Characterization and manipulation of intervalley scattering induced by an individual monovacancy in graphene

TL;DR

This study visualized and controlled intervalley scattering caused by a single monovacancy in graphene, revealing its energy dependence and the effects of charging on scattering suppression, advancing understanding of defect-induced electronic properties.

Contribution

It provides direct imaging and manipulation of intervalley scattering from an individual atomic defect in graphene, a feat previously unachieved.

Findings

Intervalley scattering range is inversely proportional to energy.

Charging the monovacancy induces electron-hole asymmetry.

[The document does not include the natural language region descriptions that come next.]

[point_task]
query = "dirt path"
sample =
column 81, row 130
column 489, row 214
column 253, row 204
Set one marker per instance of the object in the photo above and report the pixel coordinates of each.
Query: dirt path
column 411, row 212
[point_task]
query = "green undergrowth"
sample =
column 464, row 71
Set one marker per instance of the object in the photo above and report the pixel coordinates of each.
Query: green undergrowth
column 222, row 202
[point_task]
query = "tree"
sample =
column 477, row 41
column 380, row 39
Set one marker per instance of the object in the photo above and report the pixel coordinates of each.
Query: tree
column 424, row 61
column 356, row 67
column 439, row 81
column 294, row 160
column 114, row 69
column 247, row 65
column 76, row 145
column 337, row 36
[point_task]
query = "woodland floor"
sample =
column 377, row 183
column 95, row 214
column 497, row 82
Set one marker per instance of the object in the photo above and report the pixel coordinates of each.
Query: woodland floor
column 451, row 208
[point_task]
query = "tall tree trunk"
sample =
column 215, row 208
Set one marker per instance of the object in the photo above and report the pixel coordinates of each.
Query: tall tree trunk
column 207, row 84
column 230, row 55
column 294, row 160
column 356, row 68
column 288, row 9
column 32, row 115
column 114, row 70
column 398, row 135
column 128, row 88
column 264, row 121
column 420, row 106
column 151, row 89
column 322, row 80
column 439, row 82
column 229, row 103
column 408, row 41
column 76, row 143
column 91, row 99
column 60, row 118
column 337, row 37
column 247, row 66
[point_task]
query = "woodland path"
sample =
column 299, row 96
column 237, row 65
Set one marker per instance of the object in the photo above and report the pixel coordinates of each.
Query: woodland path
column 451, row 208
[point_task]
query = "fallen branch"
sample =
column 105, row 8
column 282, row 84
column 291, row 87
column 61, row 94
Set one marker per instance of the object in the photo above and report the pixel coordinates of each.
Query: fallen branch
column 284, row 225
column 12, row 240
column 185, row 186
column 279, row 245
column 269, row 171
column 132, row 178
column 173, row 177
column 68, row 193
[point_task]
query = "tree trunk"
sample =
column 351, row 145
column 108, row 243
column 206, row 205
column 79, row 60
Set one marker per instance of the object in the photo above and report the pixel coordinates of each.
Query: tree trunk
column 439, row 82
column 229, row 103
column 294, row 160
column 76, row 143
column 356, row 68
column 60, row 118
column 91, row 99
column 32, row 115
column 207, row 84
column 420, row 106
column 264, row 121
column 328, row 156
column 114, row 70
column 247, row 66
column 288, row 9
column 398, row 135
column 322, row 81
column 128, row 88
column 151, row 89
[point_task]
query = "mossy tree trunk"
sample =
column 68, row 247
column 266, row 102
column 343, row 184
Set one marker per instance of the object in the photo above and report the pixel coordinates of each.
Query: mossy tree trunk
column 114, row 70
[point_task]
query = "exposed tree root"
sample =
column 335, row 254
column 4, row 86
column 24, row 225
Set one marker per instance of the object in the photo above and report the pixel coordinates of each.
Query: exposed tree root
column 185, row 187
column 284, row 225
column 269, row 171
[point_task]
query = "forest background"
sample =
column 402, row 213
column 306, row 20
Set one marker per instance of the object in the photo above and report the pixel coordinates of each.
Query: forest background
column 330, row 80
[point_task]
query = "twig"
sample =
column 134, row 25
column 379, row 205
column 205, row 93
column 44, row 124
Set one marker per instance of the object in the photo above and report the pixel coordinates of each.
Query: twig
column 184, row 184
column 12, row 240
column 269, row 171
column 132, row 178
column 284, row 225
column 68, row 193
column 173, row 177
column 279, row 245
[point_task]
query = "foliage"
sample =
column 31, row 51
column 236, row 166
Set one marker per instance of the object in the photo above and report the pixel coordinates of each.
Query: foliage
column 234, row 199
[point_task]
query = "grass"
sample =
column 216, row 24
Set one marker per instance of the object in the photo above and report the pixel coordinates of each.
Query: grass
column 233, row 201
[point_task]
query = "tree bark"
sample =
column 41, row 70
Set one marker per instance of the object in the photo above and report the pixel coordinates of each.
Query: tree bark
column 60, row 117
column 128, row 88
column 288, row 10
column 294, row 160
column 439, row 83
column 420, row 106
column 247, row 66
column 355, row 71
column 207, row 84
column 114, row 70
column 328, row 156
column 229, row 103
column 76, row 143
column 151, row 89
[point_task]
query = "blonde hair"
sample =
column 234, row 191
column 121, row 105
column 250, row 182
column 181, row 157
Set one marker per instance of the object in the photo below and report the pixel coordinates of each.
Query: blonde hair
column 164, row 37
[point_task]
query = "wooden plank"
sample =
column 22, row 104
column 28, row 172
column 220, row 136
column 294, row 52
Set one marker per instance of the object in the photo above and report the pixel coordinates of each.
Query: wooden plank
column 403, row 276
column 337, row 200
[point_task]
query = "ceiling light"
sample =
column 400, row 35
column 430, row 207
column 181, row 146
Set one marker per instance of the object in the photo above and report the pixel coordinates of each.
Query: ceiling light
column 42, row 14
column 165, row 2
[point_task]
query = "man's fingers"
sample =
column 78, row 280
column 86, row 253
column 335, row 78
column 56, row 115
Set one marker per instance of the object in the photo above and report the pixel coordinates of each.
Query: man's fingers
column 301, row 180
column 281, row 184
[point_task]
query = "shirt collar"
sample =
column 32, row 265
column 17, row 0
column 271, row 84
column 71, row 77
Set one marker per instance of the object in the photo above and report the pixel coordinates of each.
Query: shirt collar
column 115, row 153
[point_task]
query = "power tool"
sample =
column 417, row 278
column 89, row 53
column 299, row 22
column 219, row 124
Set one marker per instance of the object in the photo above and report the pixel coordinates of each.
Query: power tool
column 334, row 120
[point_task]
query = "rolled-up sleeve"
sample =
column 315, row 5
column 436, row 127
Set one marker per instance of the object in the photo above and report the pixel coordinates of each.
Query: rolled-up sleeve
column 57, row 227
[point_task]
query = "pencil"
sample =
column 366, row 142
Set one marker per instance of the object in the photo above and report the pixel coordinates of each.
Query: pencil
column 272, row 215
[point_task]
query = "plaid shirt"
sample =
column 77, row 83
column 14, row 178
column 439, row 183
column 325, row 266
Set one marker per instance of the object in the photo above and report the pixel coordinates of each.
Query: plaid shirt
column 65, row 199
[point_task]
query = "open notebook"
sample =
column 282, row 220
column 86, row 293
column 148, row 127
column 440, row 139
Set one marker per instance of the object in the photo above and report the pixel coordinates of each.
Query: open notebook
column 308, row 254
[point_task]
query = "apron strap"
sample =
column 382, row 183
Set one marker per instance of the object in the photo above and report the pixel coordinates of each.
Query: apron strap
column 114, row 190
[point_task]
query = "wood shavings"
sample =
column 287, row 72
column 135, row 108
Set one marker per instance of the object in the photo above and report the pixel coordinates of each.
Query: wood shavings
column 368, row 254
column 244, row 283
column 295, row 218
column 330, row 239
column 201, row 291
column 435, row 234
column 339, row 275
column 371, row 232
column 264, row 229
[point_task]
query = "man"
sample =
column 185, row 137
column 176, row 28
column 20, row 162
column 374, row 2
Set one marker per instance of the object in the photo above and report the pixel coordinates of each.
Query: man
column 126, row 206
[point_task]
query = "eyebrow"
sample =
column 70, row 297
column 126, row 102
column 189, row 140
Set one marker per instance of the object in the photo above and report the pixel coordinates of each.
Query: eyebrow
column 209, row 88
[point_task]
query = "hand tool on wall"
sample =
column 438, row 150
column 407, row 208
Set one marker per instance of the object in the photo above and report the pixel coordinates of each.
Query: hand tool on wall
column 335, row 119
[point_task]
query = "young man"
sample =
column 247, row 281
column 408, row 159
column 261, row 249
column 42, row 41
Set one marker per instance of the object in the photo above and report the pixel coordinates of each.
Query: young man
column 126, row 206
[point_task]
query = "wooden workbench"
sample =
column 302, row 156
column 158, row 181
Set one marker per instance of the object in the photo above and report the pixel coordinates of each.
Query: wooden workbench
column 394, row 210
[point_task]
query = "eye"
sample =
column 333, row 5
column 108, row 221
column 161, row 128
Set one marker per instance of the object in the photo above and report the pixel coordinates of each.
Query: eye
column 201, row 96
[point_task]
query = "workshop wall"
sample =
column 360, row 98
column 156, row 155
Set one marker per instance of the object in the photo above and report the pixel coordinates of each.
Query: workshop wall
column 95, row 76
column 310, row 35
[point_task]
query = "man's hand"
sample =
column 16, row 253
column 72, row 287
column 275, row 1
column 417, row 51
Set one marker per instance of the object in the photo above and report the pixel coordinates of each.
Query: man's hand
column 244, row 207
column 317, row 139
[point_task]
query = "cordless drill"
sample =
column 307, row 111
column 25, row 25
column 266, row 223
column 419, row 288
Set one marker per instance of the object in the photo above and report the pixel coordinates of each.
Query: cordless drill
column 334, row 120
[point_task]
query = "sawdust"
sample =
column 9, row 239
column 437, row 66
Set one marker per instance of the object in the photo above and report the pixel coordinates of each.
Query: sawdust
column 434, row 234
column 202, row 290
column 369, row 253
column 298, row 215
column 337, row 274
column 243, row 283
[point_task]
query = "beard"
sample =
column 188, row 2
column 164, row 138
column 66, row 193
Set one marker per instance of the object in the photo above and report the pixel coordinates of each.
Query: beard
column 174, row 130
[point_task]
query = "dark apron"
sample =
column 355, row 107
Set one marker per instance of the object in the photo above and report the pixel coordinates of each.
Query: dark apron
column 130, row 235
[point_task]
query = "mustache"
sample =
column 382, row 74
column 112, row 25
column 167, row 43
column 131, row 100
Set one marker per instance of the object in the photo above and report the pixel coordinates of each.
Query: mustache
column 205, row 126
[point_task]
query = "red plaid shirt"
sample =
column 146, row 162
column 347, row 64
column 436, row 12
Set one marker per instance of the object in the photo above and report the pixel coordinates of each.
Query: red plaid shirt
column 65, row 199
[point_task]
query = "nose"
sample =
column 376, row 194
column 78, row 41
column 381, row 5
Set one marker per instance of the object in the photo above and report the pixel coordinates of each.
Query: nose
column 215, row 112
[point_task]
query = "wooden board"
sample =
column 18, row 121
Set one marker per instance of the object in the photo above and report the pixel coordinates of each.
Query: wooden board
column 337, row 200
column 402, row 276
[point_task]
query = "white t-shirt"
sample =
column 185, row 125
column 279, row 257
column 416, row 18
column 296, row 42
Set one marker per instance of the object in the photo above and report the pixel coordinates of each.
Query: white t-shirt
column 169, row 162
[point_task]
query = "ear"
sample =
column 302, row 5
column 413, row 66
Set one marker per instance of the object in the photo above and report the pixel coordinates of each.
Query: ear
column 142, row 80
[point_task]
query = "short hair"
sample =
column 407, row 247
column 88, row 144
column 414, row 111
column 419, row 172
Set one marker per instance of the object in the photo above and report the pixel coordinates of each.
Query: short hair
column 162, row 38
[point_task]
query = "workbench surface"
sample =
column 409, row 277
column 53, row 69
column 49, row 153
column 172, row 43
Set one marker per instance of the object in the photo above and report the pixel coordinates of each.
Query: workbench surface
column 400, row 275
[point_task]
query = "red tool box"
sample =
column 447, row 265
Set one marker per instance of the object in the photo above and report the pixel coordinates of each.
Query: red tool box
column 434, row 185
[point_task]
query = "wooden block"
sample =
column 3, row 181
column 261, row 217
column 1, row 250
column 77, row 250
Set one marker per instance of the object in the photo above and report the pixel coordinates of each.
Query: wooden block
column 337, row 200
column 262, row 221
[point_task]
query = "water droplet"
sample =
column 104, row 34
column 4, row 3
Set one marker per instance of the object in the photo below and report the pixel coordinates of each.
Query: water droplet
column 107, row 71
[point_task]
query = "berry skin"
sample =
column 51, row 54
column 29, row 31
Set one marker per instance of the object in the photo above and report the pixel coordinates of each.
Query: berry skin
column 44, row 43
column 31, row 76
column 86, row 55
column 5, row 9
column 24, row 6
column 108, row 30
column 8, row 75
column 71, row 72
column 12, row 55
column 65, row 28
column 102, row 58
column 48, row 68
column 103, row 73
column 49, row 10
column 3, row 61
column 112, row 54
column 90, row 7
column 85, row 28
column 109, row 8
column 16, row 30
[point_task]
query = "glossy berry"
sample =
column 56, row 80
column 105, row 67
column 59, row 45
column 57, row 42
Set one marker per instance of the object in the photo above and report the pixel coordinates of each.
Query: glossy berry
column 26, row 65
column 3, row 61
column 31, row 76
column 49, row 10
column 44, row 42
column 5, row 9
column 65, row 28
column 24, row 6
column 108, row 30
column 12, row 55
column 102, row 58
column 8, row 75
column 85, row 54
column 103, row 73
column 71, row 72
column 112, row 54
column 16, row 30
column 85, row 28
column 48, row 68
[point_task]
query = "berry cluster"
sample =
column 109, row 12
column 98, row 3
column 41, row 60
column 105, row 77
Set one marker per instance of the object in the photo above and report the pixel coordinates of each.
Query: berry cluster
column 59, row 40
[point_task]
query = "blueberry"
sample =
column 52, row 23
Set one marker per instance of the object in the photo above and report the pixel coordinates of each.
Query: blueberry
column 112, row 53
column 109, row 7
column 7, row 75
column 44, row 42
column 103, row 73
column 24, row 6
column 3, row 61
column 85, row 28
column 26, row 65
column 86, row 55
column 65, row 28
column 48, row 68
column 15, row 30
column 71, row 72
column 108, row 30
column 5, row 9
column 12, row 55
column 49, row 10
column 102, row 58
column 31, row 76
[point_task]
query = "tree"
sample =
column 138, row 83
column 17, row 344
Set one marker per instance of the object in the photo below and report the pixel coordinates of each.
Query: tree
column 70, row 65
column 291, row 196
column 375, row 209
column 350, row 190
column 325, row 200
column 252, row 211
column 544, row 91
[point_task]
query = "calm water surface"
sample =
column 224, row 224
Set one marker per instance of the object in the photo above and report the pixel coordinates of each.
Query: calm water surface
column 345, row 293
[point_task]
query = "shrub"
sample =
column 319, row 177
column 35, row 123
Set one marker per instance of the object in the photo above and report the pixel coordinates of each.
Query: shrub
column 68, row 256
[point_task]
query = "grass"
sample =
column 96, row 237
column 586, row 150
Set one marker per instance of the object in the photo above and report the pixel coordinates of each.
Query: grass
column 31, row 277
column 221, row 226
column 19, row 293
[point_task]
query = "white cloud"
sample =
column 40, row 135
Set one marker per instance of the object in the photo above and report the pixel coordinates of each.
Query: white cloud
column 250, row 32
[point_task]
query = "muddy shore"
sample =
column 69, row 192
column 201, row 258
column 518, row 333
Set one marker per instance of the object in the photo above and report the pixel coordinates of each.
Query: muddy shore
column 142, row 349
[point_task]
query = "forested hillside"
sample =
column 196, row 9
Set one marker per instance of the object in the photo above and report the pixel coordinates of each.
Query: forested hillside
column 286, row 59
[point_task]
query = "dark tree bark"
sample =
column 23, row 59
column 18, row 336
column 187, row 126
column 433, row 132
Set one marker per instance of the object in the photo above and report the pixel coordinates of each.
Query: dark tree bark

Charging softens the scattering potential, reducing scattering.

Abstract

Intervalley scattering involves microscopic processes that electrons are scattered by atomic-scale defects on nanometer length scales. Although central to our understanding of electronic properties of materials, direct characterization and manipulation of range and strength of the intervalley scattering induced by an individual atomic defect have so far been elusive. Using scanning tunneling microscope, we visualized and controlled intervalley scattering from an individual monovacancy in graphene. By directly imaging the affected range of intervalley scattering of the monovacancy, we demonstrated that it is inversely proportional to the energy, i.e., it is proportional to the wavelength of massless Dirac Fermions. A giant electron-hole asymmetry of the intervalley scattering is observed because that the monovacancy is charged. By further charging the monovacancy, the bended electronic potential around the monovacancy softened the scattering potential, which, consequently, suppressed the intervalley scattering of the monovacancy.